Pytorch-lightning: Refactor fit/train/run_pretrain_routine/evaluate/test

Created on 19 Mar 2020 · 4Comments · Source: PyTorchLightning/pytorch-lightning

Right now, a lot of model setup happens in fit and run_pretrain routine. However, that model setup needs to happen before we run evaluate, test, etc, so we end up calling fit even when we want to do testing. This makes the code hard to follow.

We should refactor model setup out into its own method that fit, train, test, etc. all call to make things a little more clear. I need to do some more work to figure out what the current state is and what the new state we should aim for is, but I wanted to get an issue created to track this.

Important discussion

Source

neggert

❤8 👍4

Most helpful comment

Echoing some of the Slack discussion on a proposed API that could be part of this refactor. It's becoming clear that continuously adding trainer flags to accommodate every new feature isn't scalable. Trainer is becoming this monolithic catch all for all functions that take a Lightning module.

I propose we begin to split Trainer into smaller components such as Tester, Tuner, and Trainer.
This would turn the following code:

trainer = Trainer()
new_lr = trainer.scale_batch_size(model, ...)
model.hparams.lr = trainer.lr_finder(model, ...)
new_batch_size = trainer.scale_batch_size(model, ...)
model.hparams.batch_size = new_batch_size
trainer.fit(model)
trainer.test(model)

into:

tuner.lr_finder(model)
tuner.scale_batch_size(model)
Trainer(…).fit(model)
Tester(...).test(model)

Part of adding this API refactor, I hope, will set a framework for reusable Lightning functions (i.e. functions/classes that take LightningModules). For example, a user might make and share a new AwsDeployer class which takes the LightingModule and deploys it to a server.

In regards to implementation, there is a question of how we can share state between these components.
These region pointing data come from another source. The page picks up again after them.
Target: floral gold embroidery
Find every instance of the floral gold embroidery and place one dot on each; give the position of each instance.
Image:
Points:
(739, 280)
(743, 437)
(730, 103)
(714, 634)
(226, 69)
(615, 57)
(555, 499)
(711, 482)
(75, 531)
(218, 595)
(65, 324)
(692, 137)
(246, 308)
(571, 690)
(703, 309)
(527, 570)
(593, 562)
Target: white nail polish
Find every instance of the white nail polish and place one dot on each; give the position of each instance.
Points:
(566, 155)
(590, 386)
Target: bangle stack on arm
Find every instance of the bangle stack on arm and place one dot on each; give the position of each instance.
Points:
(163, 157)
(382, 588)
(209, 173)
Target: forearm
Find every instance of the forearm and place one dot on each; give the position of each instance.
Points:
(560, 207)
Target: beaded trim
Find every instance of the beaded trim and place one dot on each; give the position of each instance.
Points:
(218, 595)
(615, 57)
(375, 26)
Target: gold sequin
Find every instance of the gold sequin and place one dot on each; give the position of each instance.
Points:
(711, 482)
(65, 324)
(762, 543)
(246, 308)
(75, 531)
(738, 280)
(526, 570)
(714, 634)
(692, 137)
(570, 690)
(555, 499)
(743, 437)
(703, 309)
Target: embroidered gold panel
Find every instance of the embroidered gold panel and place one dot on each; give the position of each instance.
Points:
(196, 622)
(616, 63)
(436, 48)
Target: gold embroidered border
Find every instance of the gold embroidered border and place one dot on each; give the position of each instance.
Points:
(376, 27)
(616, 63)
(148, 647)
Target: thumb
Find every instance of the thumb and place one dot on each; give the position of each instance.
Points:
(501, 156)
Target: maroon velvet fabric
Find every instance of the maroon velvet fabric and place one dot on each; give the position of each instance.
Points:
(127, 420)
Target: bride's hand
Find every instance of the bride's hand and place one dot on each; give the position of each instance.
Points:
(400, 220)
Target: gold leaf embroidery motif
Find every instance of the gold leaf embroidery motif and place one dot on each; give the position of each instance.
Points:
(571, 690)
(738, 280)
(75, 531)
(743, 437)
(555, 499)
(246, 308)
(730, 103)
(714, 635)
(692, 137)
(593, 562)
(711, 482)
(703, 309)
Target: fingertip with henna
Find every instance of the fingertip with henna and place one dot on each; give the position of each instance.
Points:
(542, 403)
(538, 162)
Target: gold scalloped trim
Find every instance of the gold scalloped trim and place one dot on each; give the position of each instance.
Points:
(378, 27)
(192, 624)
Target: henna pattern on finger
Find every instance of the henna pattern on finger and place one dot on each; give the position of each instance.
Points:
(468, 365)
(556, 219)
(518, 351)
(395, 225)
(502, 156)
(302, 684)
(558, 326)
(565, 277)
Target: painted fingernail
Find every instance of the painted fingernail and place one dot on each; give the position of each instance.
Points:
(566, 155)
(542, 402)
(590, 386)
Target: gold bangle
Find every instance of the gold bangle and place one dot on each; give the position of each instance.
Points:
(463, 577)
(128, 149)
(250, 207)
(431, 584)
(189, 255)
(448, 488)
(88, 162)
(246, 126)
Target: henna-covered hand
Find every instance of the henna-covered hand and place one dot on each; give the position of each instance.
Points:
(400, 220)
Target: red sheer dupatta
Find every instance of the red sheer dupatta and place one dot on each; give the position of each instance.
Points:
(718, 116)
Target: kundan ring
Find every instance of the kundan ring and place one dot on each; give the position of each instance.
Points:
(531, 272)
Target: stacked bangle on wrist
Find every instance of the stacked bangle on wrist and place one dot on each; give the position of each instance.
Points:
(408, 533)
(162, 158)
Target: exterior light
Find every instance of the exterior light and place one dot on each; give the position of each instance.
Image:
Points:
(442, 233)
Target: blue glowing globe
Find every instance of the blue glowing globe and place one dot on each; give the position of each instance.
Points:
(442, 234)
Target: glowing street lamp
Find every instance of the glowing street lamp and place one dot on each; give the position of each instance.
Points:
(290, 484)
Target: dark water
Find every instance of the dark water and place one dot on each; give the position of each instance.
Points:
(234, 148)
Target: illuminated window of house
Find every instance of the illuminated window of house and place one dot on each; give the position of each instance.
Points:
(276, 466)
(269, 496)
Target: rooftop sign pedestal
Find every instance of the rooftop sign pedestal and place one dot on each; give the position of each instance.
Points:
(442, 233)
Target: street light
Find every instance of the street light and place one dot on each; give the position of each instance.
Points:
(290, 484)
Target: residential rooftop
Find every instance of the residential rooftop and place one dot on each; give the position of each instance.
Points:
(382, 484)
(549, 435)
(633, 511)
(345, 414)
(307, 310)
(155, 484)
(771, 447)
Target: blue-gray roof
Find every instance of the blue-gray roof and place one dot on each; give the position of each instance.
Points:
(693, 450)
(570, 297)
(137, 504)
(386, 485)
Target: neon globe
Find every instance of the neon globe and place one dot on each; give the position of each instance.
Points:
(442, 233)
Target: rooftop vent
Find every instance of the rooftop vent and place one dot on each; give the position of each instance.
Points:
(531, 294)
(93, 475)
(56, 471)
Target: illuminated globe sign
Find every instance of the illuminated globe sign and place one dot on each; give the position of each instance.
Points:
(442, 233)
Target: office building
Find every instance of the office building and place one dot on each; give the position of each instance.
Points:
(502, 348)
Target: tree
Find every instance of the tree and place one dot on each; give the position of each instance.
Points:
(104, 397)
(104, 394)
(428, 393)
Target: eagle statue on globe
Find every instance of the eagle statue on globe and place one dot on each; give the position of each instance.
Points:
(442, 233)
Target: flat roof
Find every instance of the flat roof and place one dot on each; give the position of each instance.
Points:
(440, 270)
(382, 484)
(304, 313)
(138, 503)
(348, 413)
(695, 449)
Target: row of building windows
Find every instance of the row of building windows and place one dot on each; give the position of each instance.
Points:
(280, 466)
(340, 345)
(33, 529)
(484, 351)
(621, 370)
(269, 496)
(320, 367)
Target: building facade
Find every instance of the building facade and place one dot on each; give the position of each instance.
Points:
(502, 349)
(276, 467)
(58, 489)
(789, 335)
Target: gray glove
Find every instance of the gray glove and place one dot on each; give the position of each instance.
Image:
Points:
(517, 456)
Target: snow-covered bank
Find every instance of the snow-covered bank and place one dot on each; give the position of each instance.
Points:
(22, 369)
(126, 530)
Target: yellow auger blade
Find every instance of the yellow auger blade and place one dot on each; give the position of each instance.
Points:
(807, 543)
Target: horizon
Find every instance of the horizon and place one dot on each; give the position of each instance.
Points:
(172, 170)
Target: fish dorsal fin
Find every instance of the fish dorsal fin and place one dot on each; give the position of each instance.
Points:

I can see 3 options:

1.
We compose Lightning function classes out of other Lightning functions. E.g.

trainer = Trainer(...)
tuner = Tuner(trainer)
tuner.lr_finder(model)
trainer.fit(model)

This would be the shortest path to separation between components. All we'd need to do is make the Trainer functions that Tuner uses public and the main one, self.fit(...), already is.

2.
We add a LightingConfig dataclass which is passed to the Lighting functions. E.g.

lightning_config = LightningConfig(
          logger=TensorBoardLogger,
          distributed_backend='ddp', 
          gpus=4
)
Tuner(lightning_config).lr_finder(model)
Trainer(lightning_config).fit(model)

The LightingModule could cache results that are shared by both (e.g. preparing data, setting up dataloaders and optimizers, current distributed process state, etc...). Note that the lighting config could have different config requirements for different Lightning functions.

3.
We add the training config to the lightning module itself. E.g.

model = LightningModule(hparams, lightning_config)
tuner.lr_finder(model)
trainer.fit(model)

Again, shared results can be cached by the LightningModule.

I personally prefer option 2. although there is a concern that there's too much boilerplate having to pass these lightning_configs around.

tullie on 8 May 2020

❤5 👍1

All 4 comments

even tho validation will not be allowed outside training as mentioned in #770, it would still be nice to not have to do the below since

sometimes there aren't test set available
most of the times the evaluation code for validation and test are the same

def test_dataloader(self):
    # use val data loader
    return self.val_dataloader()
    # or create test data loader
    ...

def test_step(self, *args, **kwargs):
    return self.validation_step(*args, **kwargs)

def test_end(self, *args, **kwargs):
    return self.validation_end(*args, **kwargs)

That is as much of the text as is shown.